Heptio launched an open source initiative to help manage the flow of traffic into hybrid cloud environments that include multiple Kubernetes clusters and traditional infrastructure technologies like OpenStack.
Heptio worked with Yahoo Japan subsidiary Actapio on the Gimbal project. That initial work focused on infusing Kubernetes into Yahoo Japan’s infrastructure that already included an OpenStack architecture. This is becoming a common request by enterprises looking to merge legacy systems with container platforms.
“We approached Heptio to help us modernize our infrastructure with Kubernetes without ripping out legacy investments in OpenStack and other backend systems,” said Norifumi Matsuya, CEO and president at Actapio, in a statement. “Application delivery at scale is key to our business. We needed faster service discovery and canary deployment capability that provides instant rollback and performance measurement.”
Vendors have been aggressively targeting this space, noting many of their large enterprise customers are struggling to deploy containers and Kubernetes into production environments.
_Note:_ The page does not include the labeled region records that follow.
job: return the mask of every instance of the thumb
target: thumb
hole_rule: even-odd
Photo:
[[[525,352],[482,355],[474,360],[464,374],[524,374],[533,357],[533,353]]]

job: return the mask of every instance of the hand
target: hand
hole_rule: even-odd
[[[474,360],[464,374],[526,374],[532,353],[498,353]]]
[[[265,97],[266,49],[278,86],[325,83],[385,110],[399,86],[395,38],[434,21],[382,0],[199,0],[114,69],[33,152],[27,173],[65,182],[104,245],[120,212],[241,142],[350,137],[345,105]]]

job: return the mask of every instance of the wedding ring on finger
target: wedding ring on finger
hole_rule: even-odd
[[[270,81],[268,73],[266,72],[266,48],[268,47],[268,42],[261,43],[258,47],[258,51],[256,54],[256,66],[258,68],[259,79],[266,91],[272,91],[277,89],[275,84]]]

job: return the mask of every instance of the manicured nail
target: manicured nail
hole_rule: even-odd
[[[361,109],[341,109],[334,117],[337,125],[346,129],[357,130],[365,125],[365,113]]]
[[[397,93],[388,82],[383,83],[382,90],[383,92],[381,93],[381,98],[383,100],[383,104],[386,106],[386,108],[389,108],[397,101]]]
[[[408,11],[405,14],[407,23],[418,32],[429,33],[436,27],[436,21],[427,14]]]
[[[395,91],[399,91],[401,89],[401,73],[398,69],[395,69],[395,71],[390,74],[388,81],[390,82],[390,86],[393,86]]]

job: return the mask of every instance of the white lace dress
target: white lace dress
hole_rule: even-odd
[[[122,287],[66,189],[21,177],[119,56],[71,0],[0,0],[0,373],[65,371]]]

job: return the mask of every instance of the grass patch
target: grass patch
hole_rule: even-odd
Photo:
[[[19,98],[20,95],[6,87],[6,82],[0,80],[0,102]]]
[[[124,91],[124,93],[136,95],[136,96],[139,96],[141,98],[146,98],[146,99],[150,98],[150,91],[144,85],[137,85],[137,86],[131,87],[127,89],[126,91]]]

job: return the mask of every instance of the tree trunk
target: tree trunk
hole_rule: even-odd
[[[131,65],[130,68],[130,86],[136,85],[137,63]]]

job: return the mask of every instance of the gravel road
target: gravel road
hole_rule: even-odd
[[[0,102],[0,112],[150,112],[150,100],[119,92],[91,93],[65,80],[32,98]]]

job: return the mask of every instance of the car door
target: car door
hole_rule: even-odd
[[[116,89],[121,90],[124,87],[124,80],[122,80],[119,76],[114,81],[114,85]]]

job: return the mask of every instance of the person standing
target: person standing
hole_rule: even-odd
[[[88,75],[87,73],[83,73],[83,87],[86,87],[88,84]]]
Both IBM and Cisco in the past few months have rolled out platforms looking to bridge this gap.
What is Gimbal?
The Gimbal initiative is at its heart a load-balancing platform that manages web traffic across backend applications. It’s built on Kubernetes so it can run on commodity infrastructure instead of proprietary systems needed by traditional load balancers. It also uses Kubernetes’ native role based access control (RBAC) and an extensible API to allow an organization to manage the platform.
Routing and policy configurations are managed by Heptio’s Contour platform. That platform is a Kubernetes controller that uses Envoy, which is a Lyft-developed proxy that makes the network transparent to applications. Envoy is also the basis for the Istio project that provides visibility into microservices without the need to change application code.
Gimbal also provides metrics that are compatible with Prometheus for monitoring and alerts. Prometheus is a container-monitoring platform that collects metrics from configured services at specific intervals, evaluates that data to established rules, produces results, and triggers an alarm if a specified rule is part of those results.
Gimbal is cloud agnostic and can handle traffic for bare metal and on-premises environments. The initial version of the platform supports Kubernetes deployments beginning with the 1.7 release and initial OpenStack support beginning with the Mitaka release. Support for Amazon EC2 and VMware are in the works. The initial Gimbal release is also focused on environments with routable container networks, with plans to add support for overlay or other restricted networking environments.
Heptio Likes Kubernetes
Heptio from its inception has had a close relationship with Kubernetes. It formed in late 2016 under the guise of making the Kubernetes platform more accessible to developers running apps on premises or in the public cloud.
Heptio CEO Craig McLuckie and CTO Joe Beda were part of the initial Kubernetes team at Google. Kubernetes began as Google’s Borg platform before being spun out into the open source community. It currently resides inside the Linux Foundation’s Cloud Native Computing Foundation (CNCF).
Heptio last September scored $25 million in Series B funding, which was added to the $8.5 million it attracted as part of its founding. Beda at that time said the firm planned to accelerate growth and begin looking beyond just Kubernetes in supporting enterprises as they move into the hybrid cloud environment.
Heptio earlier this year launched a container distribution that used a “true open source” version of Kubernetes.